Councillor of the Livingstone Shire
- Incumbent
- Assumed office 16 March 2024

Personal details
- Born: 7 June 1977 (age 47) Rockhampton, Queensland, Australia
- Rugby league career

Playing information
- Position: Wing
Club
| Years | Team | Pld | T | G | FG | P |
| 1999 | Balmain Tigers | 7 | 2 | 0 | 0 | 8 |
- Source:

= Wade Rothery =

Australian rugby league footballer

Wade Anthony Rothery (born 7 June 1977) is an Australian former professional rugby league footballer and local government councillor.

At the 2024 Queensland local elections, Rothery was elected a councillor on the Yeppoon-based Livingstone Shire Council.

==Rugby league==
Rothery is best known for brief stint competing in the National Rugby League, where he played with the Balmain Tigers during the 1999 NRL season. Prior to this, Rothery played for the Brisbane Broncos reserve side in the 1997 Super League competition.

Rothery's time playing for the Balmain Tigers came to an end when he sustained a knee injury. From 2000 onwards, he played for the Central Comets in the Queensland Cup competition.

Rothery announced his retirement in 2005 following a 52–10 loss to Easts Tigers. However, he relocated to the Sunshine Coast the following year when he was recruited by local club Caloundra Sharks in 2006. In 2007, Rothery made the move over to another local Sunshine Coast club, the Beerwah Hinterland Bulldogs.

==Politics==
===2017 Queensland state election===
In October 2017, it was announced that Rothery had been selected as the One Nation candidate for the seat of Rockhampton to contest the 2017 Queensland state election. The announcement ended several days of speculation in the local media during which several Central Queensland rugby league identities were named as possibly being the mystery former professional rugby league footballer until One Nation leader Pauline Hanson confirmed the endorsed candidate. The speculated candidates included Guy Williams, Scott Minto and PJ Marsh.

Rothery placed second, beating out Rockhampton mayor Margaret Strelow and the LNP's Douglas Rodgers. Despite a strong flow of preferences going towards Rothery who drew 44.81% of the two-candidate preferred vote, the ALP's Barry O'Rourke was the ultimate winner with 55.19%.

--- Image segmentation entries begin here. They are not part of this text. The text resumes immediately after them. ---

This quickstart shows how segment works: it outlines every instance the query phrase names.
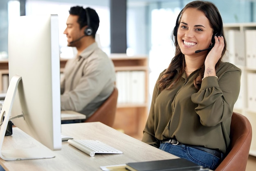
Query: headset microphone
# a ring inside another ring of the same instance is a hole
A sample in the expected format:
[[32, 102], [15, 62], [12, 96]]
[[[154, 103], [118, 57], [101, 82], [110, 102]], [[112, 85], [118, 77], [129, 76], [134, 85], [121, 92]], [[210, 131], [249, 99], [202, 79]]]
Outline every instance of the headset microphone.
[[81, 40], [81, 39], [82, 38], [83, 38], [83, 37], [85, 37], [85, 36], [86, 36], [86, 35], [83, 35], [83, 36], [80, 37], [79, 38], [78, 38], [77, 39], [75, 40], [74, 40], [74, 41], [72, 41], [72, 42], [70, 42], [70, 44], [74, 43], [75, 42], [77, 42], [77, 41], [79, 41], [80, 40]]
[[213, 47], [213, 46], [211, 45], [210, 47], [208, 47], [207, 49], [203, 49], [203, 50], [198, 50], [197, 51], [195, 51], [195, 53], [199, 53], [199, 52], [202, 52], [203, 51], [207, 51], [207, 50], [209, 50], [209, 49], [211, 49]]

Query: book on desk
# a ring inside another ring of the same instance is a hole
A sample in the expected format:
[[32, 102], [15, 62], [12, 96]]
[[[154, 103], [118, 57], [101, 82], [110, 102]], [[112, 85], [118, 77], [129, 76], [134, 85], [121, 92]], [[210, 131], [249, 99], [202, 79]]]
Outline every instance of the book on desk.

===2019 Australian federal election===
Rothery stood as the One Nation candidate for the electorate of Capricornia at the 2019 Australian federal election.

He attained 16.98% of the primary vote, placing third behind winner Michelle Landry of the Coalition and ALP candidate Russell Robertson.

===2020 Queensland state election===
Rothery again won preselection as a One Nation candidate, but this time to represent Keppel in the 2020 Queensland state election after relocating from Rockhampton to Yeppoon.

Achieving 15.65% of the first preference vote, Rothery placed third behind incumbent Labor MP Brittany Lauga and LNP candidate Adrian De Groot.

===2024 Queensland local elections===
At the 2024 Queensland local elections, Rothery was elected as a councillor on the Yeppoon-based Livingstone Shire Council. He was declared as the sixth candidate to be elected to Livingstone after a recount, winning by just two first preference votes narrowly beating CQ Today journalist Trish Bowman.

==Personal life==
Rothery spent twelve years working in the coal mining industry. He was part of the Queensland Mines Rescue Service team that won the state championships in 2016 and 2018.

In 2020, Rothery launched a $1.6 million civil lawsuit against Anglo American and labour hire firm One Key Resources alleging he was injured in two separate workplace accidents at Grosvenor Mine near Moranbah. According to Rothery, he sustaining a crushing injury in 2017 which resulted in requiring party of his thumb to be amputated. Rothery also alleged he was involved in another workplace incident in 2019, in which he sustained serious spinal injuries and shoulder damage. Rothery has said that since his injuries, he has campaigned for better mine safety.

In May 2020, Rothery was questioned by police who had received a complaint accusing him of travelling to Brisbane in breach
of strict COVID-19 pandemic lockdown requirements. The complaint was dismissed when it was discovered Rothery was required to attend a neurosurgeon appointment related to his mining injuries.

Wade Rothery is a brother of fellow rugby league player Alan Rothery.